Молчание в самом деле становилось уже неуютно. За обедом Борис попытался все-таки завести с племянником разговор, поинтересовался, какой игрой он сейчас увлечен. Тот вместо ответа пожал плечами, фыркнул невнятно, Борис покладисто согласился продолжать сам. В играх он не особенно разбирался, пробовал раз-другой, не загорелся. Опоздал, как говорится, к началу. Все эти квесты, без уверенности решил щегольнуть, однако, термином, эти поединки с древними рыцарями, с инопланетными чудищами, разными гоблинами и троллями показались ему по сути однообразными. Движешься от картинки к картинке, думаешь, перед тобой бесконечные, небывалые варианты. На самом деле только выбираешь, комбинируешь готовое, все ведь заранее для тебя кем-то прописано, правильное решение в финале заложено. Пройдешь до конца, сориентируешься — повторять уже неинтересно.

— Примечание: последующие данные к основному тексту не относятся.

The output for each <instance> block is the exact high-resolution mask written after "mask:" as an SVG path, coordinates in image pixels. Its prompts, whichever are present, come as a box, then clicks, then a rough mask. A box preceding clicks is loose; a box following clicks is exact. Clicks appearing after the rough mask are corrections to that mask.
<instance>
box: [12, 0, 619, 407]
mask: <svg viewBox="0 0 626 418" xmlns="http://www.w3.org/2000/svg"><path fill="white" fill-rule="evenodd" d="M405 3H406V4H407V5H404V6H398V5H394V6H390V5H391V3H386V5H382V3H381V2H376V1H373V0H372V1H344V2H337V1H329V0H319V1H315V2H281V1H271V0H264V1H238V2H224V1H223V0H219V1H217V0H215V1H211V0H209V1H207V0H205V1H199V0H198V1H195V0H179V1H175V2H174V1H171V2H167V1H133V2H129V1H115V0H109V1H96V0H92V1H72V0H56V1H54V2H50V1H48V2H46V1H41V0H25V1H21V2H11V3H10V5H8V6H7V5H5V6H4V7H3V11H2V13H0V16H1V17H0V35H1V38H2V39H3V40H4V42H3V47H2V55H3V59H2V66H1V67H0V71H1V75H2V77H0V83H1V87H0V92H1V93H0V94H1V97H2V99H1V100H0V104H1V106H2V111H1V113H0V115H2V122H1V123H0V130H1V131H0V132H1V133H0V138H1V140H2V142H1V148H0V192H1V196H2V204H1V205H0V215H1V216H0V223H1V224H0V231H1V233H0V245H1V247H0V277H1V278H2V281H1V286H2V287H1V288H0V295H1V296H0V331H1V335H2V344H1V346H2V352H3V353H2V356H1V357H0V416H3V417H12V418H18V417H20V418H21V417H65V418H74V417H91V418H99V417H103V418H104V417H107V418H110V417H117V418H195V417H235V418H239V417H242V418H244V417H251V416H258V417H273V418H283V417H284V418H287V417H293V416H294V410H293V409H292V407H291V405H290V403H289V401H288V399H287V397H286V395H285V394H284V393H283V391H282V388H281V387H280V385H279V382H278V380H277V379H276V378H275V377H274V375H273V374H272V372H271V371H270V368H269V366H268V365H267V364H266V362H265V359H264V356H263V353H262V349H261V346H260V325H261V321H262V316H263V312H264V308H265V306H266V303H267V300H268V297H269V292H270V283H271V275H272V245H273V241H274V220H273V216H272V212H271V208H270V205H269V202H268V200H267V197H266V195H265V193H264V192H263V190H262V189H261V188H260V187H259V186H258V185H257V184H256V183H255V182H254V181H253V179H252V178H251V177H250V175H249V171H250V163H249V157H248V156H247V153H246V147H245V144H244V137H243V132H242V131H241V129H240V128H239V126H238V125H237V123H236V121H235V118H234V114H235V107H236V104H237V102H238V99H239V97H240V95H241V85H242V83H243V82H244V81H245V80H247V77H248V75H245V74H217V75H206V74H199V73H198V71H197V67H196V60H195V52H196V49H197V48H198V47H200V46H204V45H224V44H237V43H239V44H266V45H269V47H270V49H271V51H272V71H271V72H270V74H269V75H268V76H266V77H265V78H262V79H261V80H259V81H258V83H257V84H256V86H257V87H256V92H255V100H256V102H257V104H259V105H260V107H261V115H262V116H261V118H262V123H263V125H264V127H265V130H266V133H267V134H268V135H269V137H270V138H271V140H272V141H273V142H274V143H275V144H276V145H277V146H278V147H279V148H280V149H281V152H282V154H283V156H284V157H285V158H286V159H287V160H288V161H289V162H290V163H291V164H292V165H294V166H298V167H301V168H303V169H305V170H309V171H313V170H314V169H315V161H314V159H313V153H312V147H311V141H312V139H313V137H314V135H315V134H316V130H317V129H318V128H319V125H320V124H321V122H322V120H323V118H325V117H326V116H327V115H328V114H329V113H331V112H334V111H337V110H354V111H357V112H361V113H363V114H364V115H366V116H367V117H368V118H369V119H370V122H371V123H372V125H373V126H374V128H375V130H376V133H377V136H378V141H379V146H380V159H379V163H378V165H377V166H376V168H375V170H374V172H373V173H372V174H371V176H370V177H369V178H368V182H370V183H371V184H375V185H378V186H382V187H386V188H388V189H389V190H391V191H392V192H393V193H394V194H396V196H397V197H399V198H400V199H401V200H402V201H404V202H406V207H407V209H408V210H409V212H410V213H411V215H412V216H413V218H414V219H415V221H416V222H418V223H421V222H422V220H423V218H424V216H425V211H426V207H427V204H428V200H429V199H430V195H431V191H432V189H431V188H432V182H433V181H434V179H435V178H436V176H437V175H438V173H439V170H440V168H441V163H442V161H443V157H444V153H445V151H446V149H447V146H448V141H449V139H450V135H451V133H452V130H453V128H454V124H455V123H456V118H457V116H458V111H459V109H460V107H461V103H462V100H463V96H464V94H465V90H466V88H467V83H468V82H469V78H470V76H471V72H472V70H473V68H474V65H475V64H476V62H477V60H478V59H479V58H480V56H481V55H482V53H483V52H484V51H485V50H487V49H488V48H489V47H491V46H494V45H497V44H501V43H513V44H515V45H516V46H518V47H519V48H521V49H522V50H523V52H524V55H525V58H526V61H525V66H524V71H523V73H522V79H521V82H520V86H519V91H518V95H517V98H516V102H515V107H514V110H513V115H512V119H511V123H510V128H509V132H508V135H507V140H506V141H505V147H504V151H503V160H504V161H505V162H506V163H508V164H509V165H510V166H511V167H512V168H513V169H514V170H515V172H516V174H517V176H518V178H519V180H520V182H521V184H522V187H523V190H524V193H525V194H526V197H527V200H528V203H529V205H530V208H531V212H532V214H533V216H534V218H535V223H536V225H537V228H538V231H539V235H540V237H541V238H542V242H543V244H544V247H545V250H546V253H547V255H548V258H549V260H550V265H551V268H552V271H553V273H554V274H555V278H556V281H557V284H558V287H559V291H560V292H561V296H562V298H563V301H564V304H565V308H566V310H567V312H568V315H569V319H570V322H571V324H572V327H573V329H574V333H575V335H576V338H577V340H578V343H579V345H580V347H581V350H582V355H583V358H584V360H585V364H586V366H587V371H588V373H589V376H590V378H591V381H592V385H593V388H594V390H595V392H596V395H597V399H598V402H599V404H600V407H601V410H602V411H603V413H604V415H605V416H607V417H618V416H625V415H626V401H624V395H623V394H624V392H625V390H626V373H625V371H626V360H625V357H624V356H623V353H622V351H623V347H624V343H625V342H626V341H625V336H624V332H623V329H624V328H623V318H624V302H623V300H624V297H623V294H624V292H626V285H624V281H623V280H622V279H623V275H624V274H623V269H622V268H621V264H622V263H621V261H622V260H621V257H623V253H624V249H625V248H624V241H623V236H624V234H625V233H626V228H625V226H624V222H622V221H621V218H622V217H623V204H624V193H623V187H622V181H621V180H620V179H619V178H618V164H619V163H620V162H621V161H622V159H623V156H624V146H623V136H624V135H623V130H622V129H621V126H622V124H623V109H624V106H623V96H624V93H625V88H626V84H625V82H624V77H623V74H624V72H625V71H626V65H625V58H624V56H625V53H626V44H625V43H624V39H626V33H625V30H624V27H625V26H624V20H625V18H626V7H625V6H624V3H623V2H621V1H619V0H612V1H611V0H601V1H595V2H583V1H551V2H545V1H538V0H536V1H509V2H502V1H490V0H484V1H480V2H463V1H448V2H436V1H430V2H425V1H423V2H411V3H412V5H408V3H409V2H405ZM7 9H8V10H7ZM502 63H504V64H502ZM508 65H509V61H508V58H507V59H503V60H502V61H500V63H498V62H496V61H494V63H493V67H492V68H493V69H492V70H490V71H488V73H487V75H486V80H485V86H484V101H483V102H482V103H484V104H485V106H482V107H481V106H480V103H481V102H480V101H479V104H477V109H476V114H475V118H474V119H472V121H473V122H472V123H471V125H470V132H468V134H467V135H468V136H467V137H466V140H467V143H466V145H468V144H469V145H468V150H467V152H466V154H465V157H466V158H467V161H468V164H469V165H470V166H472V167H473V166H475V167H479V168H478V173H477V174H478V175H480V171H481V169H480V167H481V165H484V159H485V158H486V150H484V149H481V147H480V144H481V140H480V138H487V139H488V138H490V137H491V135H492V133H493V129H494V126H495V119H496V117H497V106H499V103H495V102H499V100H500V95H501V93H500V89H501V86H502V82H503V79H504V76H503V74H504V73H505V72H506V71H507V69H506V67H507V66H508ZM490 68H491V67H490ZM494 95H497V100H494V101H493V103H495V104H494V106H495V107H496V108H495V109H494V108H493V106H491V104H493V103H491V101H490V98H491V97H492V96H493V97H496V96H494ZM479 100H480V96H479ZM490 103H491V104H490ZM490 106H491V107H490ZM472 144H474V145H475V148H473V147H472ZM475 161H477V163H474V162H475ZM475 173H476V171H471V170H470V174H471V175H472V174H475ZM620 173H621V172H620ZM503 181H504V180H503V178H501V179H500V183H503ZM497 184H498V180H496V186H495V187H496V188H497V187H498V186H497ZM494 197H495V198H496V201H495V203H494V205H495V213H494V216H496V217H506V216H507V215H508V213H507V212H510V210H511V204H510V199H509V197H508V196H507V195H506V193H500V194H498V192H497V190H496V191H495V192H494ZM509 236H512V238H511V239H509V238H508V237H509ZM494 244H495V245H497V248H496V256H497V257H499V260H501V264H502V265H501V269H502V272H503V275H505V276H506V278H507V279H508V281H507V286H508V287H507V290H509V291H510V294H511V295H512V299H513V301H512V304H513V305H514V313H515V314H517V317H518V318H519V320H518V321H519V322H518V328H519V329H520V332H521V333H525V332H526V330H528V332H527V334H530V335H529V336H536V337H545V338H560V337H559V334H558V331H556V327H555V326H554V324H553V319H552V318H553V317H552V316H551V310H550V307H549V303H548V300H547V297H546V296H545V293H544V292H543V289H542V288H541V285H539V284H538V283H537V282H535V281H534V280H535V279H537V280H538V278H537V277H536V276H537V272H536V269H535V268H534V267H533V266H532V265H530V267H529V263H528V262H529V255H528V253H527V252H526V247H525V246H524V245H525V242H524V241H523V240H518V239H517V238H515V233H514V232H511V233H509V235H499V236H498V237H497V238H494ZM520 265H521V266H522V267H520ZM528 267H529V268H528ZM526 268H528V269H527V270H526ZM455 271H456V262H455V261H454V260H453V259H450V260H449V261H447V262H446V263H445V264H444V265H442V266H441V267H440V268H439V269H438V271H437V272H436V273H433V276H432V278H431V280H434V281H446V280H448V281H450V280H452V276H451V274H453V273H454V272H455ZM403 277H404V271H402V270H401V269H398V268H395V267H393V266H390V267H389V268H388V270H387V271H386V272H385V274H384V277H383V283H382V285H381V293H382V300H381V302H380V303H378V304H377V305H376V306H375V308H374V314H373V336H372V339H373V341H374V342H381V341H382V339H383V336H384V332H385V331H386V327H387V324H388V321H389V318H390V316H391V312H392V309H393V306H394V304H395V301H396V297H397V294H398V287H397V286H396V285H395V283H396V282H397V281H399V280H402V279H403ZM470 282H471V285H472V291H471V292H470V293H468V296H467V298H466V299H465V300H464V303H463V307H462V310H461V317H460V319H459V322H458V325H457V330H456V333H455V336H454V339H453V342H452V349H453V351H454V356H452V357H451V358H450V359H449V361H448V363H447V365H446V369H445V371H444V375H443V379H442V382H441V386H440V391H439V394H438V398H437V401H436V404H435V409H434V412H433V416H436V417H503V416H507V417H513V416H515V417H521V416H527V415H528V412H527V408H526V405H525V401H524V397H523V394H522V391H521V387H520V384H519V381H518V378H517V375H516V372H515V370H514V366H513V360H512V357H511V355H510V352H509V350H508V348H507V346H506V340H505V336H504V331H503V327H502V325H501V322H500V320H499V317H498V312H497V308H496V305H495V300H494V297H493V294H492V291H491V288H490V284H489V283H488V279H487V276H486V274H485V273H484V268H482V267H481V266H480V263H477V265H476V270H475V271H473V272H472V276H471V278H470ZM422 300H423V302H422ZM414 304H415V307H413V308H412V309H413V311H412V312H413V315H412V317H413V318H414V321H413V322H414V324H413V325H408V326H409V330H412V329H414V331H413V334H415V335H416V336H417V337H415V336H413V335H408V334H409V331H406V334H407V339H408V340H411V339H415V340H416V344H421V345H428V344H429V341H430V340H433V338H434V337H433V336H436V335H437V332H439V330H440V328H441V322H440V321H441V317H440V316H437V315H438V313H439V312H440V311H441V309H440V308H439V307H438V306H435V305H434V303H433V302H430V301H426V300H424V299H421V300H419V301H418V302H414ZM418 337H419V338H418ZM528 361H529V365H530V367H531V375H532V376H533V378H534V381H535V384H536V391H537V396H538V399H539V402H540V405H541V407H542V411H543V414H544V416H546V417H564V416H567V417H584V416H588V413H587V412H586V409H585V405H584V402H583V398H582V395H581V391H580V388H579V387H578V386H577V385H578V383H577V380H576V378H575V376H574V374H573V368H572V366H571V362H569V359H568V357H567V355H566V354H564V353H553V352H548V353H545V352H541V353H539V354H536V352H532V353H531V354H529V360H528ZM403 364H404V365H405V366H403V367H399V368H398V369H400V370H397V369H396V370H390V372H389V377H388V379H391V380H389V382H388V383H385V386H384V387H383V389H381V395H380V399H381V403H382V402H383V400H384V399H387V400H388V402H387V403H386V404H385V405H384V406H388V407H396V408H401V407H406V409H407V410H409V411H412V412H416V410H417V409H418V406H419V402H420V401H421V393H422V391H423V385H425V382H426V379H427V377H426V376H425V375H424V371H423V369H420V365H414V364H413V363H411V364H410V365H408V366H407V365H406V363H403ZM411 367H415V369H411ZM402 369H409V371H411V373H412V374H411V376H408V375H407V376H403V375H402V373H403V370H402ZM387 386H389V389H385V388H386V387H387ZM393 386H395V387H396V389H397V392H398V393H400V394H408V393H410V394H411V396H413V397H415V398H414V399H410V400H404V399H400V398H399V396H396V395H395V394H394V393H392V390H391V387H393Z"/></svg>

— А книги перечитывать, что ли, интересно? — в тоне Ильи послышалась насмешка.
— Смотря какие, — осторожно ответил Борис. — Бывает, сколько ни перечитывай — углубляешься заново, словно впервые. Даже в маленькое стихотворение.
— Ну, то стихи, то история. А сейчас ты, когда сочиняешь, разве не знаешь, чем у тебя кончится? От тебя же зависит.
— Не скажи, — откликнулся, помедлив, Борис. (Парень, однако, соображает, отметил про себя.) — До поры сам не всегда поймешь, что получится. У меня сейчас именно так. Персонажи вначале едва намечены, проясняются по ходу развития, набираются самостоятельной жизни, ими не так уж произвольно подвигаешь.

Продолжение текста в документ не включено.